You can use the `matchPattern` function in the *Biostrings* package.  The first argument is a pattern string, in our case 'atg'. The second argument is the sequence where the pattern will be searched. This argument needs to be a string.  Since the genome sequence `dengueseq_fromfile_seq` is a vector of single charaters, we can use the `c2s()` function to convert it to a string.

In [None]:
dengueseq_string <- c2s(dengueseq_fromfile_seq)
dengueseq_string

In [None]:
library(Biostrings)
matchPattern('atg',dengueseq_string)

From the result in `dengue_table_3bp[['atg]]` we know there are 292 occurrences of the string 'atg'. This consistent with the results returned by the `matchPattern` function.

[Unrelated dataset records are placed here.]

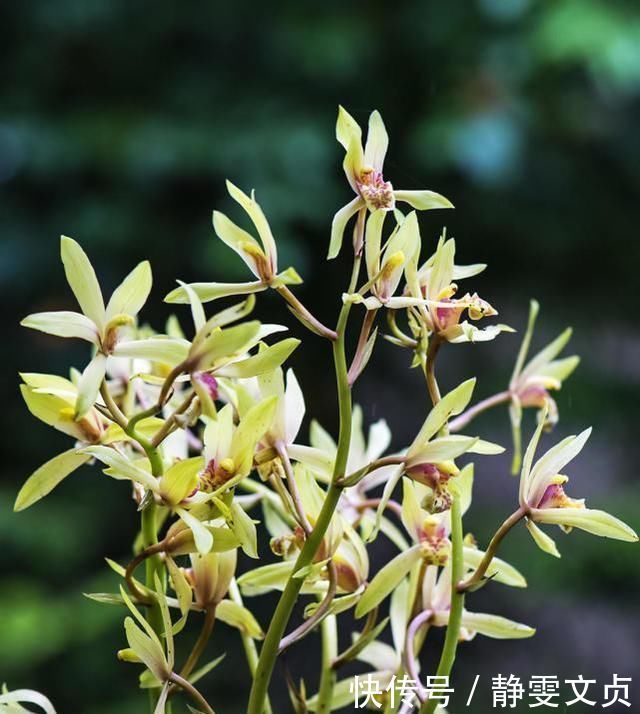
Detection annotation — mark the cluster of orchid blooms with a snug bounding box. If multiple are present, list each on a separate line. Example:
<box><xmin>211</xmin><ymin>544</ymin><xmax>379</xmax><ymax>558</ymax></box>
<box><xmin>10</xmin><ymin>108</ymin><xmax>637</xmax><ymax>714</ymax></box>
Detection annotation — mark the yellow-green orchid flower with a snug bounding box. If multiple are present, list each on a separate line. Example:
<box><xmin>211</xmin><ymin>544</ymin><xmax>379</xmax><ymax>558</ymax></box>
<box><xmin>519</xmin><ymin>415</ymin><xmax>638</xmax><ymax>557</ymax></box>
<box><xmin>509</xmin><ymin>300</ymin><xmax>580</xmax><ymax>474</ymax></box>
<box><xmin>328</xmin><ymin>107</ymin><xmax>453</xmax><ymax>259</ymax></box>
<box><xmin>342</xmin><ymin>209</ymin><xmax>432</xmax><ymax>310</ymax></box>
<box><xmin>21</xmin><ymin>236</ymin><xmax>152</xmax><ymax>419</ymax></box>
<box><xmin>422</xmin><ymin>565</ymin><xmax>536</xmax><ymax>641</ymax></box>
<box><xmin>14</xmin><ymin>373</ymin><xmax>109</xmax><ymax>511</ymax></box>
<box><xmin>407</xmin><ymin>238</ymin><xmax>513</xmax><ymax>343</ymax></box>
<box><xmin>404</xmin><ymin>379</ymin><xmax>504</xmax><ymax>511</ymax></box>
<box><xmin>165</xmin><ymin>181</ymin><xmax>302</xmax><ymax>303</ymax></box>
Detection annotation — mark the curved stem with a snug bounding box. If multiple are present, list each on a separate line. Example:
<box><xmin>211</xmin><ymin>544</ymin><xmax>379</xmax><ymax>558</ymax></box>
<box><xmin>278</xmin><ymin>561</ymin><xmax>338</xmax><ymax>654</ymax></box>
<box><xmin>340</xmin><ymin>455</ymin><xmax>407</xmax><ymax>488</ymax></box>
<box><xmin>180</xmin><ymin>605</ymin><xmax>216</xmax><ymax>679</ymax></box>
<box><xmin>404</xmin><ymin>610</ymin><xmax>433</xmax><ymax>702</ymax></box>
<box><xmin>276</xmin><ymin>285</ymin><xmax>338</xmax><ymax>341</ymax></box>
<box><xmin>169</xmin><ymin>672</ymin><xmax>216</xmax><ymax>714</ymax></box>
<box><xmin>316</xmin><ymin>615</ymin><xmax>338</xmax><ymax>714</ymax></box>
<box><xmin>247</xmin><ymin>258</ymin><xmax>360</xmax><ymax>714</ymax></box>
<box><xmin>348</xmin><ymin>310</ymin><xmax>378</xmax><ymax>385</ymax></box>
<box><xmin>420</xmin><ymin>493</ymin><xmax>464</xmax><ymax>714</ymax></box>
<box><xmin>424</xmin><ymin>335</ymin><xmax>442</xmax><ymax>405</ymax></box>
<box><xmin>276</xmin><ymin>442</ymin><xmax>313</xmax><ymax>535</ymax></box>
<box><xmin>229</xmin><ymin>578</ymin><xmax>271</xmax><ymax>714</ymax></box>
<box><xmin>457</xmin><ymin>508</ymin><xmax>526</xmax><ymax>593</ymax></box>
<box><xmin>449</xmin><ymin>390</ymin><xmax>511</xmax><ymax>432</ymax></box>
<box><xmin>331</xmin><ymin>607</ymin><xmax>378</xmax><ymax>670</ymax></box>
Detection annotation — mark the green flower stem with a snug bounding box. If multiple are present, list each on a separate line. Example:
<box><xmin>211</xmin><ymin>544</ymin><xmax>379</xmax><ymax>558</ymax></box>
<box><xmin>424</xmin><ymin>335</ymin><xmax>442</xmax><ymax>406</ymax></box>
<box><xmin>420</xmin><ymin>493</ymin><xmax>464</xmax><ymax>714</ymax></box>
<box><xmin>180</xmin><ymin>605</ymin><xmax>216</xmax><ymax>679</ymax></box>
<box><xmin>165</xmin><ymin>672</ymin><xmax>216</xmax><ymax>714</ymax></box>
<box><xmin>247</xmin><ymin>258</ymin><xmax>360</xmax><ymax>714</ymax></box>
<box><xmin>316</xmin><ymin>615</ymin><xmax>338</xmax><ymax>714</ymax></box>
<box><xmin>449</xmin><ymin>391</ymin><xmax>511</xmax><ymax>432</ymax></box>
<box><xmin>229</xmin><ymin>578</ymin><xmax>272</xmax><ymax>714</ymax></box>
<box><xmin>458</xmin><ymin>508</ymin><xmax>526</xmax><ymax>593</ymax></box>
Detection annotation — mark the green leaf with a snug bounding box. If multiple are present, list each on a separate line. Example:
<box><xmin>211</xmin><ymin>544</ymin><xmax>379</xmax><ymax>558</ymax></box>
<box><xmin>124</xmin><ymin>617</ymin><xmax>171</xmax><ymax>682</ymax></box>
<box><xmin>237</xmin><ymin>561</ymin><xmax>293</xmax><ymax>596</ymax></box>
<box><xmin>509</xmin><ymin>300</ymin><xmax>540</xmax><ymax>387</ymax></box>
<box><xmin>229</xmin><ymin>396</ymin><xmax>278</xmax><ymax>474</ymax></box>
<box><xmin>60</xmin><ymin>236</ymin><xmax>105</xmax><ymax>331</ymax></box>
<box><xmin>521</xmin><ymin>327</ymin><xmax>573</xmax><ymax>379</ymax></box>
<box><xmin>393</xmin><ymin>191</ymin><xmax>454</xmax><ymax>211</ymax></box>
<box><xmin>75</xmin><ymin>352</ymin><xmax>107</xmax><ymax>421</ymax></box>
<box><xmin>13</xmin><ymin>449</ymin><xmax>91</xmax><ymax>511</ymax></box>
<box><xmin>158</xmin><ymin>456</ymin><xmax>204</xmax><ymax>506</ymax></box>
<box><xmin>327</xmin><ymin>196</ymin><xmax>365</xmax><ymax>260</ymax></box>
<box><xmin>414</xmin><ymin>379</ymin><xmax>476</xmax><ymax>445</ymax></box>
<box><xmin>189</xmin><ymin>653</ymin><xmax>227</xmax><ymax>688</ymax></box>
<box><xmin>176</xmin><ymin>508</ymin><xmax>213</xmax><ymax>555</ymax></box>
<box><xmin>164</xmin><ymin>280</ymin><xmax>268</xmax><ymax>304</ymax></box>
<box><xmin>216</xmin><ymin>337</ymin><xmax>300</xmax><ymax>379</ymax></box>
<box><xmin>231</xmin><ymin>501</ymin><xmax>258</xmax><ymax>558</ymax></box>
<box><xmin>106</xmin><ymin>260</ymin><xmax>153</xmax><ymax>322</ymax></box>
<box><xmin>0</xmin><ymin>688</ymin><xmax>56</xmax><ymax>714</ymax></box>
<box><xmin>82</xmin><ymin>446</ymin><xmax>158</xmax><ymax>491</ymax></box>
<box><xmin>356</xmin><ymin>545</ymin><xmax>422</xmax><ymax>617</ymax></box>
<box><xmin>113</xmin><ymin>336</ymin><xmax>191</xmax><ymax>365</ymax></box>
<box><xmin>20</xmin><ymin>310</ymin><xmax>99</xmax><ymax>345</ymax></box>
<box><xmin>464</xmin><ymin>547</ymin><xmax>527</xmax><ymax>588</ymax></box>
<box><xmin>216</xmin><ymin>600</ymin><xmax>264</xmax><ymax>640</ymax></box>
<box><xmin>531</xmin><ymin>508</ymin><xmax>638</xmax><ymax>543</ymax></box>
<box><xmin>462</xmin><ymin>610</ymin><xmax>536</xmax><ymax>640</ymax></box>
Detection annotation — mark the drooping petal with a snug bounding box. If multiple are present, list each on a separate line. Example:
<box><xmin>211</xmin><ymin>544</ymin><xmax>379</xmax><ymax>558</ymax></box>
<box><xmin>336</xmin><ymin>106</ymin><xmax>364</xmax><ymax>192</ymax></box>
<box><xmin>521</xmin><ymin>327</ymin><xmax>573</xmax><ymax>379</ymax></box>
<box><xmin>20</xmin><ymin>310</ymin><xmax>99</xmax><ymax>345</ymax></box>
<box><xmin>60</xmin><ymin>236</ymin><xmax>105</xmax><ymax>330</ymax></box>
<box><xmin>164</xmin><ymin>280</ymin><xmax>268</xmax><ymax>304</ymax></box>
<box><xmin>527</xmin><ymin>519</ymin><xmax>560</xmax><ymax>558</ymax></box>
<box><xmin>327</xmin><ymin>196</ymin><xmax>365</xmax><ymax>260</ymax></box>
<box><xmin>410</xmin><ymin>378</ymin><xmax>476</xmax><ymax>444</ymax></box>
<box><xmin>464</xmin><ymin>546</ymin><xmax>527</xmax><ymax>588</ymax></box>
<box><xmin>106</xmin><ymin>260</ymin><xmax>153</xmax><ymax>322</ymax></box>
<box><xmin>213</xmin><ymin>211</ymin><xmax>266</xmax><ymax>278</ymax></box>
<box><xmin>216</xmin><ymin>337</ymin><xmax>300</xmax><ymax>379</ymax></box>
<box><xmin>13</xmin><ymin>449</ymin><xmax>91</xmax><ymax>511</ymax></box>
<box><xmin>0</xmin><ymin>689</ymin><xmax>56</xmax><ymax>714</ymax></box>
<box><xmin>227</xmin><ymin>181</ymin><xmax>278</xmax><ymax>273</ymax></box>
<box><xmin>82</xmin><ymin>446</ymin><xmax>158</xmax><ymax>492</ymax></box>
<box><xmin>531</xmin><ymin>508</ymin><xmax>638</xmax><ymax>543</ymax></box>
<box><xmin>76</xmin><ymin>352</ymin><xmax>107</xmax><ymax>421</ymax></box>
<box><xmin>356</xmin><ymin>545</ymin><xmax>422</xmax><ymax>617</ymax></box>
<box><xmin>284</xmin><ymin>369</ymin><xmax>306</xmax><ymax>444</ymax></box>
<box><xmin>462</xmin><ymin>610</ymin><xmax>536</xmax><ymax>640</ymax></box>
<box><xmin>526</xmin><ymin>427</ymin><xmax>592</xmax><ymax>506</ymax></box>
<box><xmin>176</xmin><ymin>508</ymin><xmax>213</xmax><ymax>555</ymax></box>
<box><xmin>113</xmin><ymin>337</ymin><xmax>191</xmax><ymax>365</ymax></box>
<box><xmin>393</xmin><ymin>190</ymin><xmax>454</xmax><ymax>211</ymax></box>
<box><xmin>364</xmin><ymin>111</ymin><xmax>389</xmax><ymax>173</ymax></box>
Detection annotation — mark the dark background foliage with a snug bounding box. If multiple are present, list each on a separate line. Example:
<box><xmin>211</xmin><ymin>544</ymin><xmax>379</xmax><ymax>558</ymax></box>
<box><xmin>0</xmin><ymin>0</ymin><xmax>640</xmax><ymax>714</ymax></box>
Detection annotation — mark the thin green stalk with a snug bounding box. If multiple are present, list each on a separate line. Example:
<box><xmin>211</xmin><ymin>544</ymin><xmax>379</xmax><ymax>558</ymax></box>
<box><xmin>229</xmin><ymin>578</ymin><xmax>272</xmax><ymax>714</ymax></box>
<box><xmin>247</xmin><ymin>258</ymin><xmax>360</xmax><ymax>714</ymax></box>
<box><xmin>316</xmin><ymin>615</ymin><xmax>338</xmax><ymax>714</ymax></box>
<box><xmin>420</xmin><ymin>493</ymin><xmax>464</xmax><ymax>714</ymax></box>
<box><xmin>458</xmin><ymin>508</ymin><xmax>526</xmax><ymax>592</ymax></box>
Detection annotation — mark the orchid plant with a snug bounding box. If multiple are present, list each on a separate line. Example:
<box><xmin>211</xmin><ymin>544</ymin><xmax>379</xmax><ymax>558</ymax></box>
<box><xmin>12</xmin><ymin>108</ymin><xmax>638</xmax><ymax>714</ymax></box>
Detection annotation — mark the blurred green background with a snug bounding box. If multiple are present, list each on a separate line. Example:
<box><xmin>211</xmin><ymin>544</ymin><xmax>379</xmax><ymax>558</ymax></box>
<box><xmin>0</xmin><ymin>0</ymin><xmax>640</xmax><ymax>714</ymax></box>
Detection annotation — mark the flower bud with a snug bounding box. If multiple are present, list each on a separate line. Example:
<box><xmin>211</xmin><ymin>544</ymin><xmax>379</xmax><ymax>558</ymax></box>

Remember to "Save and create checkpoint" your notebook before doing "Close and Shutdown Notebook".

### Exercises

The accession number for the genome sequence of the Severe acute respiratory syndrome coronavirus 2 (SARS-CoV-2) is "MN908947" in the database "nuccore".

Q1. What is the GC content of this genome?  How many times does the DNA words ATG occur in the genome?

Q2. The `comp` function in the `seqinr` package can compute the complement of a nucleotide sequence.  How many times does each of A, C, G, T occur in the complement of the SARS-CoV-2 genome?  How do the numbers compare to the numbers in the original sequence?

Q3. The positions 28274 to 29533 of the genome encodes a nucleocapsid phosphoprotein. Use the `translate` function in the `seqinr` package to get the amino acid sequence of this protein.